Hayrick | Monday, December 16, 2013, 11:04 AM
Full support Goldie. It is all a rigged game to ensure monopoly profits. Governments used to be servants of the people but no longer as their arrogance knows no bounds supported by large inflated salaries and superannuation rorts, Why should they care as their mates reap and rape. Well they will one day when we have all been stripped, perhaps they will learn then what happens when the public really turns against them with a vengeance. Fixed charges are anti-competative and prevent innovation - and they know it, not to mention the gas price rort Why do we pay international prices when Australia is awash with gas/LPG? When I converted my car LPG a few years ago it was 50c litre- it is now 97c and inflation is in 2-3% band! Is this a Joke!! It is evidently a very profitable scam and incidentally eliminates any gas electrical generation (ceramic cell) by households. Follow the money.
W Bool | Monday, December 16, 2013, 11:15 AM
Some of us are already partially generating off-grid power, and supplementing the grid power with gird connected PV. I generate about 1kWh per day off-grid. Australia needs to change legislation to make it compulsory for all new houses to have solar water heating installed as part of the build, and add in double glazing, along with all the usual insulation. House rooves need to be insulated properly, and install heat recovery ventilation, and the power bills will be drastically reduced, reducing the cost of generation and expansion of power systems. Commercially wind generation can be expanded too.
Goldie | Monday, December 16, 2013, 11:33 PM
W.Bool. It sounds great and to most the right thing to do but making all manner of energy saving initiatives compulsory will achieve only one thing, dearer housing, and that is something we do not need. As stated in my original post, governments are ramping up fixed costs, at least here in Qld. All the money spent on any compulsory energy saving measures will, in all probability, reduce your energy consumption but not your bill. Their increased costs will simply devour what you thought you were saving. As for solar, well, feed in tariffs are now not worth having but if you do instal a system, prepare for the sneers and the villainy now attached courtesy of our politicians. Yesterday's environmental saviours are now today's pariahs. Anyone installing a system should size it for their own consumption only and forget about feed in tariffs. If the govt here in Qld ever renege on the original agreement, I will be disconnecting from the grid. They are not getting it from me for 8c/kW/hr only to on-sell it to my neighbour for at least 26c. Monopolies and governments with the now all too common common "up yours" attitude to their citizens are a deadly mix.

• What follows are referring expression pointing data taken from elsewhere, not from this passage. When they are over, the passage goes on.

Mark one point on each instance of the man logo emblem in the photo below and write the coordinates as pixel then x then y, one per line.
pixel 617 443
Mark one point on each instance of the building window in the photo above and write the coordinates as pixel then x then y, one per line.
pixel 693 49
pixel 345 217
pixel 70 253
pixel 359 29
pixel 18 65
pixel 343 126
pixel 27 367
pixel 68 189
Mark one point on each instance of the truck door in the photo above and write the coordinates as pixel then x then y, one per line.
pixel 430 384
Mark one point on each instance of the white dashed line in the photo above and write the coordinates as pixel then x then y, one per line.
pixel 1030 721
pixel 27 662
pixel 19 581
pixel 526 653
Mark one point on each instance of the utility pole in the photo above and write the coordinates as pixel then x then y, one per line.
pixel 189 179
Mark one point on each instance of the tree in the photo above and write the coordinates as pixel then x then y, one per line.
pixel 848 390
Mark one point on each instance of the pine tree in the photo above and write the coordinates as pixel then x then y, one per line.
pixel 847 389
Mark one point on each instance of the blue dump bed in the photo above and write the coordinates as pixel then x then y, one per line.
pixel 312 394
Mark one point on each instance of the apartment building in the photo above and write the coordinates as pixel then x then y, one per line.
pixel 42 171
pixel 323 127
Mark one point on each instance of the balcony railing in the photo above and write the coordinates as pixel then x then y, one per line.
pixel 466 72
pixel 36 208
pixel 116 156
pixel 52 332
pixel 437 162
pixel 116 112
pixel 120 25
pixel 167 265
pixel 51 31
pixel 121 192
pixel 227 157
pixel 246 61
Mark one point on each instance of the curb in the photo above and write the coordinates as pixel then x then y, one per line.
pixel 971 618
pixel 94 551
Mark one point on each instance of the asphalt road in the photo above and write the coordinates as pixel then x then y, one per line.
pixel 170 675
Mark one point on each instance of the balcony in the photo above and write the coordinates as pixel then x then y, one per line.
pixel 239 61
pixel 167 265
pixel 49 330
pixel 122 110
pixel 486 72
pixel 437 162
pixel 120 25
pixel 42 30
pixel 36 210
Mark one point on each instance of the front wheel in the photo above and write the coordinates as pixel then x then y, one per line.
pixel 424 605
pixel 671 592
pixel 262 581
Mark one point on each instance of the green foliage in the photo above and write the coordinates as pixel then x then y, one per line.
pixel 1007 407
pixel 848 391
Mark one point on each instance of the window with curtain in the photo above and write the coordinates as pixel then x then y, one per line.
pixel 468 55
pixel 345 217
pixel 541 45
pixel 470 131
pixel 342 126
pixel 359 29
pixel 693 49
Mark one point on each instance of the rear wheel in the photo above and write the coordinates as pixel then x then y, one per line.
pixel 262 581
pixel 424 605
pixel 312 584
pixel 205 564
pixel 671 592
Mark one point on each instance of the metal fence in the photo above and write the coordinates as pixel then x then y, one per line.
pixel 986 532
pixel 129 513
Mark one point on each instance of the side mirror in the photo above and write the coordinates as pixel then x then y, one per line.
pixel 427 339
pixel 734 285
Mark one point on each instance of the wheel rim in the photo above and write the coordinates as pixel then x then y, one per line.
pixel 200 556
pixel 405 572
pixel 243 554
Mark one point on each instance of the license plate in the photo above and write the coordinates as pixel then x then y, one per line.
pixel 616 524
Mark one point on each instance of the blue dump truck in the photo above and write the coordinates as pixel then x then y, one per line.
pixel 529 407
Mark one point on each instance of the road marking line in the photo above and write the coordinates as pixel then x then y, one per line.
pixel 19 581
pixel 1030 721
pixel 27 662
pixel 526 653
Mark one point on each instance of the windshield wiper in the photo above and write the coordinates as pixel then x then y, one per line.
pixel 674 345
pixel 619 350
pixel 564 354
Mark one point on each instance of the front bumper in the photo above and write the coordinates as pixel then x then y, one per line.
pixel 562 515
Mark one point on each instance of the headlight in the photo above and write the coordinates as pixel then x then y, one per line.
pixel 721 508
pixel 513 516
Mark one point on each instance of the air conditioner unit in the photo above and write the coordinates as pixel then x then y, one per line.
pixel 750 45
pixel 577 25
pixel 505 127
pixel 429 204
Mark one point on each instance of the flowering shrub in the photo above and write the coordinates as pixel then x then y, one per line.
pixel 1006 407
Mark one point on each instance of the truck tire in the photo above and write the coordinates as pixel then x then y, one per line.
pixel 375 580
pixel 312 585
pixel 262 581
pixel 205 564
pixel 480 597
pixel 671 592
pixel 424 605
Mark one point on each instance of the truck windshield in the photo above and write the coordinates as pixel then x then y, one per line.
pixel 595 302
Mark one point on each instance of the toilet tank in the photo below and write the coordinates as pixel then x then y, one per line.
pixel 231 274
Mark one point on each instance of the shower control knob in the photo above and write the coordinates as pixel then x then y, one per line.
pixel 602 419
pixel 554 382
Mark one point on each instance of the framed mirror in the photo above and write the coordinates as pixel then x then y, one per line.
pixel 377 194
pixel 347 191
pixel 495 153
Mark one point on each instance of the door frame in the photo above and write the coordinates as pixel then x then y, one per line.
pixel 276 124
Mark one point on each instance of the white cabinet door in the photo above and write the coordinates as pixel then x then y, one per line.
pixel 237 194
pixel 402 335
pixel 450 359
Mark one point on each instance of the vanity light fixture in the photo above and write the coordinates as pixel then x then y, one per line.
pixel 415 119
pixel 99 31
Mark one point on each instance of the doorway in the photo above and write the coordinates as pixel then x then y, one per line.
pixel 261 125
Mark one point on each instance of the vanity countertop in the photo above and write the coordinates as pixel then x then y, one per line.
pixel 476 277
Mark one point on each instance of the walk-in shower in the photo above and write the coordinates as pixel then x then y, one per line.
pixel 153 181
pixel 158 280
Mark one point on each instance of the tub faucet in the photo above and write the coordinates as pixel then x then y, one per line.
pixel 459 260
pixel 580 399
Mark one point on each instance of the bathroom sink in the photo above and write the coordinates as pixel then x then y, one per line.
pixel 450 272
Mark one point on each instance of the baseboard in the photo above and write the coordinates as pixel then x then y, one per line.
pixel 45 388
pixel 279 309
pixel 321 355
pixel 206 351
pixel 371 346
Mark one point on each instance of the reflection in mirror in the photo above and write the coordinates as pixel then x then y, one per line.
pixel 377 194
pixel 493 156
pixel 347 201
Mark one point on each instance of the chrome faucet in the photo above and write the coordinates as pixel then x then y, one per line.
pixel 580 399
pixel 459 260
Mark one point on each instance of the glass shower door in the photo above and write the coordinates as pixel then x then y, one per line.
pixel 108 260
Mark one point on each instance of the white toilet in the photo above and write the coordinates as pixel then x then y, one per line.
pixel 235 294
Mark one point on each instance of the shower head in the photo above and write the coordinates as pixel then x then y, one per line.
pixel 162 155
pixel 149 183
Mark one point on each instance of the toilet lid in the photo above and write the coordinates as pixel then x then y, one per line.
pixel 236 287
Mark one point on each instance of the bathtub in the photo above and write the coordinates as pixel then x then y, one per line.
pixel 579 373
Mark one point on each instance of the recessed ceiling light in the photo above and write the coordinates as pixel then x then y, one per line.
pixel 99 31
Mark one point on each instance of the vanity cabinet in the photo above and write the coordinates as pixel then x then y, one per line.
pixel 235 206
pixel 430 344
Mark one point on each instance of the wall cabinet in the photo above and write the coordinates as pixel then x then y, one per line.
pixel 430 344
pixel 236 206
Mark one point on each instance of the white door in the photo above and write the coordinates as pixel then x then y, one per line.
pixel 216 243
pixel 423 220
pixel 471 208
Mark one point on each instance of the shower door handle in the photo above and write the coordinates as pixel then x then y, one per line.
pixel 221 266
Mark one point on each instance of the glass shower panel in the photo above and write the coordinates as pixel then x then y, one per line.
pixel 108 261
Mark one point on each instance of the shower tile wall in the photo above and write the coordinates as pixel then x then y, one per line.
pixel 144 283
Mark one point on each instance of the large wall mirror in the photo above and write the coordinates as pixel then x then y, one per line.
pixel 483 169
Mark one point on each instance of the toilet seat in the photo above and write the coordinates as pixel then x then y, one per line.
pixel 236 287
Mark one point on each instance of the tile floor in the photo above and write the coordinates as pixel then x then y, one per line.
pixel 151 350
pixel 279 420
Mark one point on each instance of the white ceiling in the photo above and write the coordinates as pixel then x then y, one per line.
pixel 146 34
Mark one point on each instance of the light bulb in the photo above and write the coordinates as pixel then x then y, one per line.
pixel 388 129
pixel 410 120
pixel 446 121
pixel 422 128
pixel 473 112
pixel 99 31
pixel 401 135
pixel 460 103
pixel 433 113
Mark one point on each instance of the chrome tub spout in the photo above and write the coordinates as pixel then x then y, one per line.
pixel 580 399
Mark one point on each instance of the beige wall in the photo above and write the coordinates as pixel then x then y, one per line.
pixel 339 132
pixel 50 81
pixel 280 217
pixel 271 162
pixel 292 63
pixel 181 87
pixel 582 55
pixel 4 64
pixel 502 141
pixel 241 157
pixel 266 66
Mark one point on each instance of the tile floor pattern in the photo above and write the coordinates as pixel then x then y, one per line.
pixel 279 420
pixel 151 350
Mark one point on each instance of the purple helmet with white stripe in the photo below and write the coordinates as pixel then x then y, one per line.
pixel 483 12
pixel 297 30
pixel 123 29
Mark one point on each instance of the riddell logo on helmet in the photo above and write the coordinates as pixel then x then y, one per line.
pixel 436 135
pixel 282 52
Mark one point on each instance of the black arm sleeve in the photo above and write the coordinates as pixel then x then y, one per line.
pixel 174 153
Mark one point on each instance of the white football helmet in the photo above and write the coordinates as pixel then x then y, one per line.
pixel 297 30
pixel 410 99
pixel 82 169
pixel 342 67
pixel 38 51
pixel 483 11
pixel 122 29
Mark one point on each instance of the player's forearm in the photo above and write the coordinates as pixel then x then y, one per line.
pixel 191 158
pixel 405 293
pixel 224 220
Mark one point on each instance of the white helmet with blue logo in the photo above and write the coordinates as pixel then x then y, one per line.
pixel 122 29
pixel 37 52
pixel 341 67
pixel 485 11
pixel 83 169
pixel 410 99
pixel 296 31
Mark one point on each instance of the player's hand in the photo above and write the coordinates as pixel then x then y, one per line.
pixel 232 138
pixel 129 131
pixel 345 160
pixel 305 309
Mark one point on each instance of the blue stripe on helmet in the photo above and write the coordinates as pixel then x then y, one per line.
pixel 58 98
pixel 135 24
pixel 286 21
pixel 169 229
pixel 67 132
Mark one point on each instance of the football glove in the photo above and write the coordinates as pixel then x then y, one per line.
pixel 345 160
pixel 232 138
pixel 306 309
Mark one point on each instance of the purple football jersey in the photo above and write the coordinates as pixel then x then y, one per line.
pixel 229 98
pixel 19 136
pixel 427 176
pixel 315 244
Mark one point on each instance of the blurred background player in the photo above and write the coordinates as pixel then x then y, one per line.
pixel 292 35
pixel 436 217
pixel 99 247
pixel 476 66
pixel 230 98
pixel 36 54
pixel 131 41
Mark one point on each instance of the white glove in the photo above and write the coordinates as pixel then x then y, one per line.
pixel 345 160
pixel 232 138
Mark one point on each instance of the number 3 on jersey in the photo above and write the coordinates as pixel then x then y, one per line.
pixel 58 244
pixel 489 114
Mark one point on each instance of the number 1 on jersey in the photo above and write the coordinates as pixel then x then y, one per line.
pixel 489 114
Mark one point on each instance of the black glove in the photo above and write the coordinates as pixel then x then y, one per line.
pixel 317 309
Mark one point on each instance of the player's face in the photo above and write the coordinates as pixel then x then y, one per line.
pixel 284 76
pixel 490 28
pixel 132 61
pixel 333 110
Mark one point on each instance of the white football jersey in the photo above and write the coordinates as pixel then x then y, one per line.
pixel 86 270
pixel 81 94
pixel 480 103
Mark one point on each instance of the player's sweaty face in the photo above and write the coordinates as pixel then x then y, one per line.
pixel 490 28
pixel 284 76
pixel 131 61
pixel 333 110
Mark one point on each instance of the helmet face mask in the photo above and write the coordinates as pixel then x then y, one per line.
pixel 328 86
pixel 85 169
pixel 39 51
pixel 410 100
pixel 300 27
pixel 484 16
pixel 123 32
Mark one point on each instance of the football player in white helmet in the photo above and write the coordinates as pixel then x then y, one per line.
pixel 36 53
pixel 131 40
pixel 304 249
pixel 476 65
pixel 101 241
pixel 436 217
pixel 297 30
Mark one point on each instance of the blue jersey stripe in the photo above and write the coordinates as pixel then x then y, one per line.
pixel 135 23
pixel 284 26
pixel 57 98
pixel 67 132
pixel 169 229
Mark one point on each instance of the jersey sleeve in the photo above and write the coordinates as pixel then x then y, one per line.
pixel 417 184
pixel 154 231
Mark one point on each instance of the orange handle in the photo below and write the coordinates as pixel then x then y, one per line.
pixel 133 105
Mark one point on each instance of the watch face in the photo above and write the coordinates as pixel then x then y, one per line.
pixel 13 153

Richard | Thursday, December 19, 2013, 2:58 PM
10 to 15 years ago utilities such as electricity were extremely inexpensive and remained like that for years. Why is there now a change to an ever escalating cost for electricity and why are they getting away with it? They are getting away with it and will continue to get away with it because they can. Supply and demand. Yes demand in this case is on their side and as long as the demand is great, they will continue upping the cost. Unfortunately not everyone is in a position to provide alternate energy due to cost, and as long as they know this they will continue to take advantage of it.